Mehr als zwei Stunden lang erleben 10 000 Fans der Helene Fischer an Montagabend dieses neue Selbstverständnis des Schlagers auf großer Bühne, in perfekter Inszenierung. Rund um den Charme der Helene Fischer entfaltet sich in der Schleyerhalle eine Show, deren Perfektionismus sicher keinen kleinen Teil zum erstaunlichen Erfolg der Sängerin beiträgt. Hier will der deutsche Schlager tatsächlich in einer Liga spielen mit den ganz Großen im Popgeschäft.

Show als visueller Rausch

Zwei digitale Bildwände links und rechts der Bühne zeigen Helene Fischer in betörender Schärfe. Hinter ihnen zieht sich eine weitere Bildwand über die ganze Breite der Bühne und verleiht der Inszenierung verblüffende Tiefe. Das Meer, Wogen, die sich unendlich langsam hoch hinauf türmen, die Sterne, eine endlose Flucht schimmernder Glühbirnen, eine Iris, so groß und leuchtend rot wie ein Sonnenuntergang, geometrische Formen in sorgfältig komponierten Farbstufen – die Helene-Fischer-Show ist ein visueller Rausch, der aber niemals seine Hauptfigur vergisst. Inmitten der Breitwandpanoramen, der Laser, die weit hinausgreifen und die Schleyerhalle in ein funkelndes Sternenmeer verwandeln, ist Helene Fischer immer noch der Stern, der am hellsten leuchtet. Und vor allen Dingen versteht sie es auch, ihre Persönlichkeit zum Mittelpunkt dieses Spektakels zu machen und dort die Nähe zu ihren Fans glaubhaft zu behaupten. „Helene!“, ruft es mit Begeisterung aus der Menge heraus – „Ja!“, antwortet sie, „Ich bin’s! Ich bin hier!“ Und hüpft dabei ein bisschen, lächelt, unverwechselbar, glücklich.

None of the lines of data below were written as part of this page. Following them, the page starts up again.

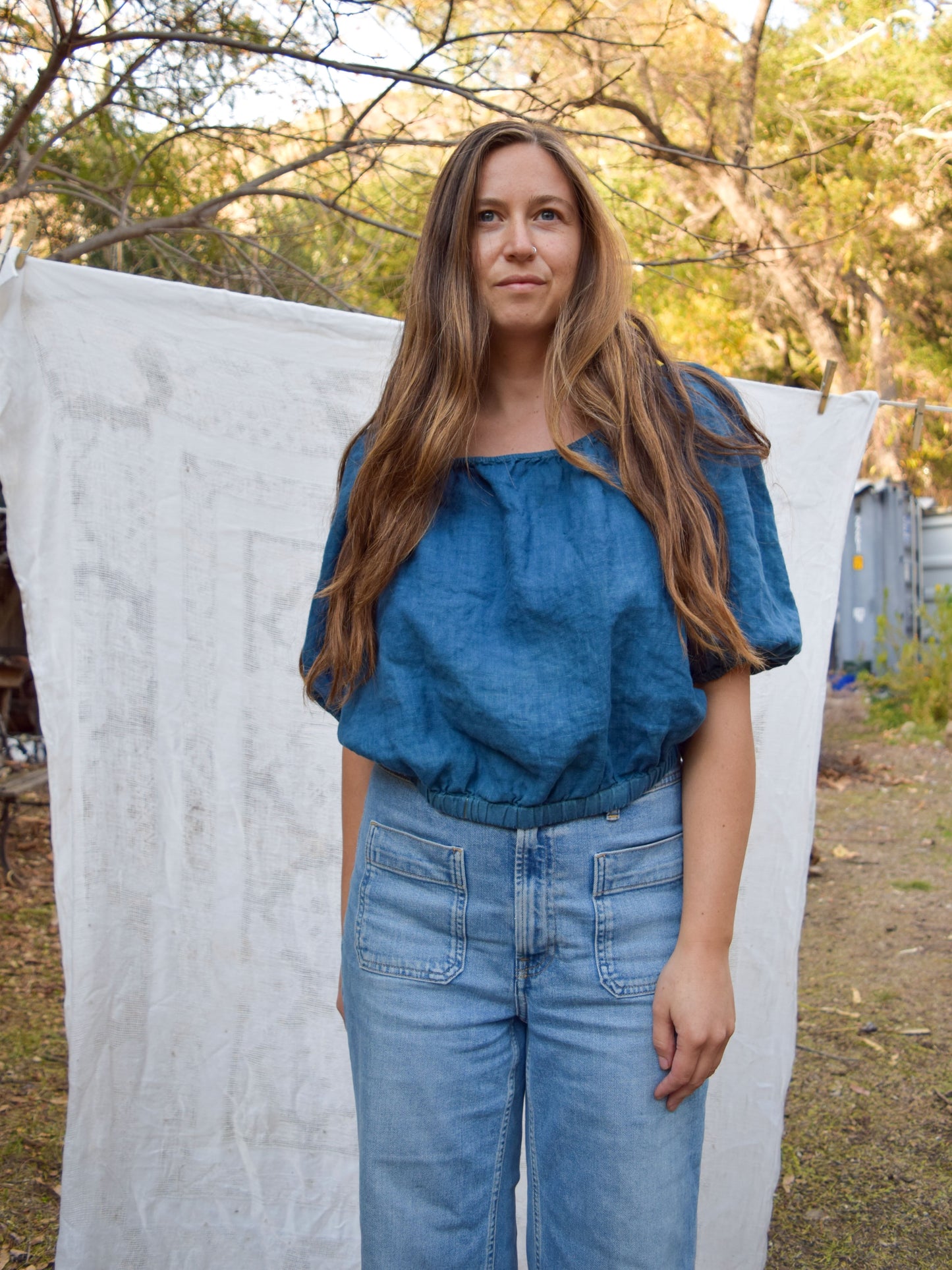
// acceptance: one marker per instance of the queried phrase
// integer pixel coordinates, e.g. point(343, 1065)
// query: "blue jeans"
point(484, 967)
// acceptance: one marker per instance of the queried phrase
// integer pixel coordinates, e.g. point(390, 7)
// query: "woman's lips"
point(520, 283)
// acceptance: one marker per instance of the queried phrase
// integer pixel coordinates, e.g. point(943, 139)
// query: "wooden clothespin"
point(831, 370)
point(27, 241)
point(918, 419)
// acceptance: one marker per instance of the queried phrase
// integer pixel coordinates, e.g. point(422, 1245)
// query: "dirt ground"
point(867, 1160)
point(867, 1153)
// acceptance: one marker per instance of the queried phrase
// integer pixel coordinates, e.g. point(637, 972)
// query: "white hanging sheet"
point(168, 455)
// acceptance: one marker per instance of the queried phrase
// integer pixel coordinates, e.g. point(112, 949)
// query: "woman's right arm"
point(354, 778)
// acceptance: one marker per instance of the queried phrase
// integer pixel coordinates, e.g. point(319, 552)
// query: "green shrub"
point(919, 690)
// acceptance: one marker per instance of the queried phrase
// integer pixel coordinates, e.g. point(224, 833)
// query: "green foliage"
point(919, 690)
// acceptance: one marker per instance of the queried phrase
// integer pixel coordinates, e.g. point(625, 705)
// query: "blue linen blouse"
point(530, 668)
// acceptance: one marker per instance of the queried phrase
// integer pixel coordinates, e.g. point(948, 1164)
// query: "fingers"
point(663, 1038)
point(693, 1062)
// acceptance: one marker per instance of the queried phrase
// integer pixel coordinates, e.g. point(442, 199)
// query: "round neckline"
point(526, 453)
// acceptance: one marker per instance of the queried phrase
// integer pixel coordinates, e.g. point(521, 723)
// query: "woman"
point(551, 571)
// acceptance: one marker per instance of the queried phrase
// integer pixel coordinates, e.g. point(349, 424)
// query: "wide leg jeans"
point(488, 968)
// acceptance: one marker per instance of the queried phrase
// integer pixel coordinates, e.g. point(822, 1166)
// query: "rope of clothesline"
point(919, 407)
point(912, 405)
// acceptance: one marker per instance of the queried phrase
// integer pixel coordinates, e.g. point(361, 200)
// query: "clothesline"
point(919, 405)
point(914, 405)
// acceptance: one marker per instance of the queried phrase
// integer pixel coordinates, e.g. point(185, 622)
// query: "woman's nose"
point(518, 245)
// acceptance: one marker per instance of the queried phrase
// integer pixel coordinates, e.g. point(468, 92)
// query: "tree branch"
point(748, 83)
point(45, 82)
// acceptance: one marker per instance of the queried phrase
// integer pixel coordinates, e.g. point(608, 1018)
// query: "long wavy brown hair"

Sie ist 28 Jahre alt und wurde als Tochter von Russlanddeutschen in Sibirien geboren, kam im Alter von vier Jahren nach Deutschland. Zum Star des neuen deutschen Schlagers wurde sie mit 20. Es gibt einen Augenblick an diesem heißen Juniabend in Stuttgart, in dem sie selbst erstaunt zurückblickt, auf jene acht Jahre, auf ihre unaufhaltsam geradlinige Karriere und die Erlebnisse und Emotionen, mit denen dieser Aufstieg für sie verbunden war.

Die Helene-Fischer-Show ist heute das Großereignis des deutschen Schlagers, der dabei fast über sich hinauswächst, zumindest aber jene Qualitäten, die er vor Jahrzehnten noch besaß, glaubwürdig in die Gegenwart transponiert. Mehr noch: Bei Helene Fischer ist der Schlager weder verschämt noch unverschämt – als Genre entdeckt er sein Selbstbewusstsein, kokettiert auf Augenhöhe mit anderen Formen populärer Musik, biedert sich aber niemals an und vermeidet vor allem die plumpe Frivolität, mit der die Volksmusik heute sonst nicht sehr spart. Knistern darf es bei der schönen Helene durchaus gehörig – etwa wenn sie im schwarzen, am Rücken sehr tief ausgeschnittenen Abendanzug auf die Bühne zurückkehrt. Die kühl-kokette russische Prinzessin und Lebenspartnerin des Volkssängers Florian Silbereisen scheint ihre eigene Erotik direkt vom schwedischen Popwunder der 1970er Jahre geborgt zu haben: So rein, so hell, so sexy waren sonst nur Abba.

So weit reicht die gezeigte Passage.